I love that beard! 🙂 Pretty Piedra clearly has been to the winter spa. We don’t have the snow of the surrounding area (I was astounded at the snow everywhere BUT Disappointment Valley!), but we do have a bit of mud (although, also not nearly the mud of the places that have melting snow!).
Our world may be mainly brown again after the snow has melted (note to Mother Nature: We’ll take more of the white stuff, please!), but this little snow squall – yes, while the sun was still shining! – over Spring Creek Basin sure gave us a magical couple of minutes. That’s all it lasted – just a couple of amazing minutes. I was SO delighted to have a semi-willing model in Mr. Flash, seen here just looking back at his compadres.
I rolled up to see a couple of bands grazing below the road just moments before the little resident herd of pronghorns (there are about 20 or so hanging out together and very visible in Spring Creek Basin lately) made *their* presence known (to me, at least). But as the pronghorn bucks and does started moving up the hill toward the horses, high spirits in both species kicked in, and all I had to do was aim and hold down the shutter button!
Pronghorns are fascinating mammals – the fastest in North America. While they are numerous in many parts of the West, they’re NOT so numerous in western Colorado, and because of that, they’re not hunted here. Seeing a group of 20 is a cool sighting of a fairly big group (most of the rest of the year, they’re in much smaller groups). Also very fun to see: pronghorns racing along with the mustangs!
Pretty soon, I think curiosity took over on the part of the horses (or they *knew* they weren’t going to win any races!), and they stopped to watch as the pronghorns sped past.
If you’ve never seen pronghorns on the run, you’re really missing out. Even at what for them, I imagine, is a relaxed pace, they’re fast. And seeming effortless!
Each group eventually disappeared from my sight … but pretty soon the horses appeared again, coming toward my area of the hill as they grazed. When I walked out a bit, I saw the pronghorns, settled down in a group, napping and grazing. This human was feeling the peace. 🙂
Corazon is looking a little moisture streaked and bedraggled the morning after a nice snowfall recently. … But still ever so handsome as he flirts with his mare!
Hondo follows his mares over a little finger of a ridge. They were moseying on, and he was initially slow to follow. Wind in the winter usually means weather is coming!
Mostly, we’re in the mud now in Disappointment Valley. Up-valley still has good snow, but lower, ours has melted, and the warm-ish temps keep it thawed for all but the deepest parts of the early, early mornings.

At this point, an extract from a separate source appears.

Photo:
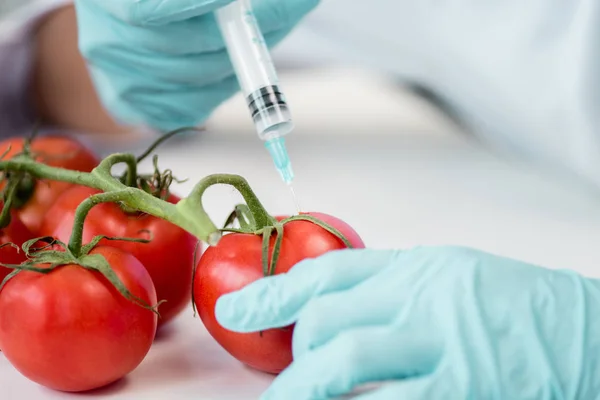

Gaia-love is always a bright spot, even when she tries to “hide” unseen in a cluster of pinon-juniper. Her broad, bright blaze is a welcome “white spot” among the green (trees) and brown (landscape).
There will come a day – and not too far in the future if past experience holds – when we’ll be in the midst of ultra-dry … and wish we had some mud. 🙂 And so we carry on!
I am so in love with just about every millimeter of this image! Other than a tiny sliver off the right side, it’s the full frame of what came out of the camera (*why* actual photo frames are made for sizes that require large slivers to be sliced off images as they come out of cameras, I will NEVER understand). After years (literally, her entire life) of being photographed, Winona is not the most cooperative of photographic subjects in Spring Creek Basin (I understand, I do, as I’m the one most often pointing a long tube in her direction!). This day, after a fresh blanket of snow that ranged from an inch in lower Disappointment Valley to a whopping 12 inches (or more) several miles up-valley, I longed to get a pic of her with that golden galleta from this past autumn with the blue-whites of the far ridges in one frame, so I was almost “shooting from the hip,” trying to keep her in focus as she walked across the little rise to join her family … and this was one of the results.
Since she was a little bitty buckskin baby (I did say that grey is our dominant color …?), when I foalsat (!) her as she napped in fields of light-lit grass on summer afternoons and evenings, mama Kestrel and daddy Comanche grazing nearby, I have loved, loved, loved, LOVED her. 🙂 And out of the thousands (?!) of photos I’ve taken of her, this one probably is my very most favorite ever.
Who else is experiencing holiday-season weariness? 🙂
Or maybe it was just a little shut-eye on a beautiful morning after a couple of inches of fresh snow! Buckeye wasn’t in the least interested in me hiking out to see how he and his band were doing. Snoozing was the order of the morning!
I love the holidays; really, I do! But endless ads and emails and sales and offers and ETCETERA – the commercialization – is endlessly wearying. 🙂 Take a lesson from Buckeye, and take a little nap. You’ll feel better for it!